In this penultimate unit of eighth grade language arts, we are studying research. “Research” for these kids usually consists of pulling out a smartphone and asking Google (or Siri) a question. YouTube was in almost all of their lists of “five places to get information.” When I showed them a video about the Library of Congress main reading room, many were skeptical about there being that much that isn’t available online.
This has been a fun unit for me to teach, in part because I’ve taught variations on “how to write a research paper” more than just about any other topic. The key, I think, is getting students out of the idea that research is just looking stuff up. Research is really one way of answering a question. It often involves looking stuff up, but it’s the question that’s important. I let the students choose their topics, but guided them pretty closely in the development of those questions. They are sick of me asking what their research question is…and probably also sick of the dirty looks I give them when they can’t remember it.
Of course I was going to bring my dissertation in for them to look at. It’s a big stonking book and I wrote the whole thing. I researched it all. I found almost everything in the bibliography myself. If nothing else, it would give me something to hit back with when the students inevitably complained about the number of sources they needed to find.
It helped that the kids were interested in New York and the library with the lions and in their teacher more generally. They got to hear about novelties like “newspapers” and “microfilm.” I got to explain that some of the things I looked at had to be brought up from basements. In boxes. (In their defense, if you’ve had Google in your pocket for most of your living memory, the notion of getting paper files from boxes somewhere sounds a little bizarre.) The students were mostly suitably impressed, and I held their attention for one more day—a victory when the standardized test is over and you’re obligated to hold their attention for another six weeks.
Because I didn’t want to be switching back and forth between the document camera and my laptop, I went and looked at the page for my dissertation at the University of Minnesota digital conservancy.
It’s been downloaded nearly 200 times since January 2014.
I sincerely doubt many of those folks have read the whole thing. It was still a surprising discovery. I was perversely satisfied to know that somewhere out there, desperate undergraduates might be plagiarizing my work. It was the sort of quasi-immorality, I thought, that I probably deserved. I managed to squeeze in a lot of things that would come up in searches: a bunch of prominent 20th century American composers, the New York Philharmonic, Pierre Boulez, Pierre Bourdieu… Plenty of places for an enterprising young person capable of using Ctl-F to grab a paragraph or two.
That was going to be the whole story—how I like to teach people about research, because research is about answering questions, and I want more people to be more curious. I want more people to feel equipped to look for their own answers. I want more people to actually be equipped to sort out reasonable answers from poorly-argued or unsubstantiated ones. And how I thought it was funny and a little flattering that somebody might plagiarize my dissertation for an undergraduate research paper.
Then I got a serious message about my dissertation…on Facebook. (Which just goes to show that my students’ constant claim that “Facebook is for old people” isn’t so off base.) A former professor of a former colleague had been reading it, and thinking about it.

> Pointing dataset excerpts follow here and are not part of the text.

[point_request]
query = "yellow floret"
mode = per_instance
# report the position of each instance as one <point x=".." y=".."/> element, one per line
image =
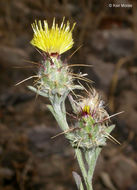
<point x="54" y="40"/>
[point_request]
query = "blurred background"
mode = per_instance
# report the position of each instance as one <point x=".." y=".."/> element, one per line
<point x="29" y="158"/>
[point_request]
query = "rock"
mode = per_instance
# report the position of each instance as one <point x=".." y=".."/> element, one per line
<point x="101" y="72"/>
<point x="113" y="44"/>
<point x="123" y="171"/>
<point x="6" y="173"/>
<point x="40" y="141"/>
<point x="12" y="56"/>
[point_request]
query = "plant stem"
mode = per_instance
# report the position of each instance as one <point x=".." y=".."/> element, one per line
<point x="81" y="164"/>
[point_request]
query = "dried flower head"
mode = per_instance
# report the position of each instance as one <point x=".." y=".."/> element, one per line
<point x="91" y="129"/>
<point x="55" y="40"/>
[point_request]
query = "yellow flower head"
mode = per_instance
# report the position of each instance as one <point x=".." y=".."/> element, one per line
<point x="54" y="40"/>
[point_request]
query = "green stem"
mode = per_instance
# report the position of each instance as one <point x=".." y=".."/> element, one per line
<point x="81" y="164"/>
<point x="91" y="158"/>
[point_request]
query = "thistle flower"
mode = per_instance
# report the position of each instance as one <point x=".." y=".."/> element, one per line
<point x="55" y="40"/>
<point x="91" y="129"/>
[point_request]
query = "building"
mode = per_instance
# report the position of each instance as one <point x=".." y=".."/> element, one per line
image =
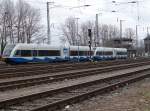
<point x="122" y="43"/>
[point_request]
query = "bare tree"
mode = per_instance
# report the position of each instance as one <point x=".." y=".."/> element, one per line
<point x="69" y="30"/>
<point x="129" y="33"/>
<point x="28" y="22"/>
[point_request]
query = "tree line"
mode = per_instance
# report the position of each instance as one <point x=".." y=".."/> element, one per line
<point x="78" y="35"/>
<point x="19" y="22"/>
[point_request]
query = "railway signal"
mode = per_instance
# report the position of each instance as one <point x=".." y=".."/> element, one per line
<point x="90" y="40"/>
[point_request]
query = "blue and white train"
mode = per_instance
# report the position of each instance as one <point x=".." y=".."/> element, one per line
<point x="25" y="53"/>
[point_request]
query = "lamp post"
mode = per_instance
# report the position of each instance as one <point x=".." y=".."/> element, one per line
<point x="77" y="22"/>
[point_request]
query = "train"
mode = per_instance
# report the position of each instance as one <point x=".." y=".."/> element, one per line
<point x="34" y="53"/>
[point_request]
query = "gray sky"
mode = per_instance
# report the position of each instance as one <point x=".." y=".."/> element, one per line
<point x="128" y="12"/>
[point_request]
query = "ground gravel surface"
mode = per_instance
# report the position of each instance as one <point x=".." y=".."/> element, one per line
<point x="134" y="97"/>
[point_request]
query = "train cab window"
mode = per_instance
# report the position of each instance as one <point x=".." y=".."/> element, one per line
<point x="99" y="53"/>
<point x="25" y="53"/>
<point x="18" y="53"/>
<point x="121" y="53"/>
<point x="49" y="53"/>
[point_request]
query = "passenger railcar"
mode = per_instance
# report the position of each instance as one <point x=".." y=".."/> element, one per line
<point x="24" y="53"/>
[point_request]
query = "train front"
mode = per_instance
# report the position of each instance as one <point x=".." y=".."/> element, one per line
<point x="7" y="53"/>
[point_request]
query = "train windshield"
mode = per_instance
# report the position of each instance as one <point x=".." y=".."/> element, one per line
<point x="8" y="49"/>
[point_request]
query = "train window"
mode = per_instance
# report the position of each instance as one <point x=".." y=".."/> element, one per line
<point x="35" y="52"/>
<point x="18" y="53"/>
<point x="25" y="53"/>
<point x="108" y="53"/>
<point x="121" y="53"/>
<point x="8" y="49"/>
<point x="49" y="53"/>
<point x="99" y="53"/>
<point x="73" y="53"/>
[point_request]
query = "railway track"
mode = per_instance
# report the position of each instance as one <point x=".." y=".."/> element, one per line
<point x="31" y="66"/>
<point x="30" y="71"/>
<point x="9" y="84"/>
<point x="66" y="93"/>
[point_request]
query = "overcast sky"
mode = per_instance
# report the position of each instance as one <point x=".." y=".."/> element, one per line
<point x="124" y="11"/>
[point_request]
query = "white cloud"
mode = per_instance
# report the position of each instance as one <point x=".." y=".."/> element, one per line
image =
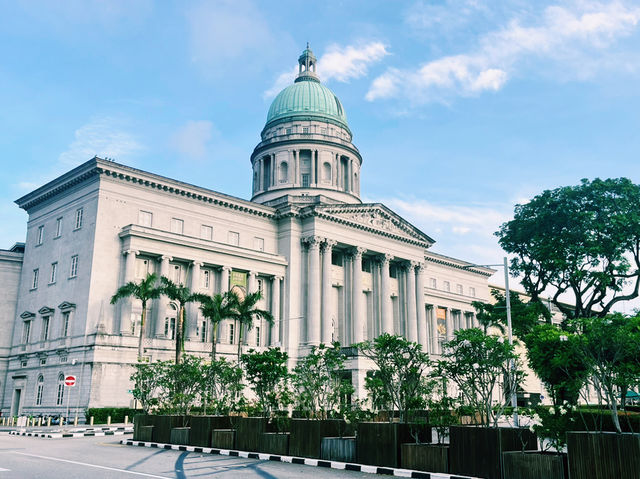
<point x="560" y="33"/>
<point x="102" y="137"/>
<point x="192" y="138"/>
<point x="225" y="30"/>
<point x="338" y="63"/>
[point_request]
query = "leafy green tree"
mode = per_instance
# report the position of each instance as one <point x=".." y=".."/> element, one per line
<point x="181" y="295"/>
<point x="146" y="378"/>
<point x="581" y="240"/>
<point x="318" y="381"/>
<point x="524" y="316"/>
<point x="216" y="309"/>
<point x="400" y="374"/>
<point x="144" y="290"/>
<point x="222" y="384"/>
<point x="611" y="346"/>
<point x="479" y="365"/>
<point x="180" y="384"/>
<point x="268" y="376"/>
<point x="245" y="312"/>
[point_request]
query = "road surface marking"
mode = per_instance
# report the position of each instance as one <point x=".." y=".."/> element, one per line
<point x="92" y="465"/>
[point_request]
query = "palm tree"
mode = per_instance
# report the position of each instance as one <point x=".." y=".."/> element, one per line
<point x="246" y="312"/>
<point x="181" y="295"/>
<point x="216" y="309"/>
<point x="145" y="290"/>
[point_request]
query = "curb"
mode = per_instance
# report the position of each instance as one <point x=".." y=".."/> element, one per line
<point x="388" y="471"/>
<point x="58" y="435"/>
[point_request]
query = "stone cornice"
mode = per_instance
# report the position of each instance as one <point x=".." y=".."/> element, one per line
<point x="459" y="264"/>
<point x="97" y="167"/>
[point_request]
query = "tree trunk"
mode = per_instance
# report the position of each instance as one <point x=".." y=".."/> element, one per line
<point x="141" y="335"/>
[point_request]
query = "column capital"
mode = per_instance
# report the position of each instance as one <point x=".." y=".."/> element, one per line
<point x="311" y="241"/>
<point x="328" y="244"/>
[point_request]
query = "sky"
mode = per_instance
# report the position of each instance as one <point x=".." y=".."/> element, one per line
<point x="461" y="108"/>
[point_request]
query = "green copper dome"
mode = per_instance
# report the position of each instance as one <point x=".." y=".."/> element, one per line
<point x="307" y="98"/>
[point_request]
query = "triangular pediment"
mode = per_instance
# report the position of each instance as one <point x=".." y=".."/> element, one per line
<point x="374" y="217"/>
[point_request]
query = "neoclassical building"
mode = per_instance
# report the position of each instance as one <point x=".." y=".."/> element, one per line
<point x="329" y="266"/>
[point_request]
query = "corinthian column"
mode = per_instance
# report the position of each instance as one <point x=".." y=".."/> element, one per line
<point x="162" y="300"/>
<point x="327" y="292"/>
<point x="358" y="306"/>
<point x="313" y="291"/>
<point x="385" y="293"/>
<point x="423" y="336"/>
<point x="412" y="320"/>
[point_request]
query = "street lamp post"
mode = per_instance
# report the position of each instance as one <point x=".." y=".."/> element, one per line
<point x="514" y="396"/>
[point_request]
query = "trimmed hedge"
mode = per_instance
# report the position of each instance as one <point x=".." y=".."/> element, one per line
<point x="117" y="414"/>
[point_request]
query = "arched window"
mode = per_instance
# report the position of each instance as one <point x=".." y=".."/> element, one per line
<point x="39" y="387"/>
<point x="60" y="391"/>
<point x="326" y="172"/>
<point x="284" y="172"/>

That’s a different kettle of fish. That’s what the dissertation was meant to do. It was meant to be part of scholarly discourse, to contribute to human knowledge (in a minuscule way). At a moment where I am putting myself on a job market very different to the one in higher ed, one where I am trying to figure out ways to talk about how well my students did on their standardized tests without sounding like I care too much about the standardized tests…that message hit me. That’s what I left behind. The reasons that I did still hold true, even as a few more of my former colleagues get fingertips in doors with longer-term and even a few tenure-track appointments.
It’s a reminder that I was good at what I did. I wish that it could remind me of that without simultaneously poking at old scars. I’m sure that in a day or two I’ll be over it. I know (thank the FSM) that this is being bumped in mid-stride, not anything that’s going to really change my direction. It’s just enough to throw me off balance for a moment.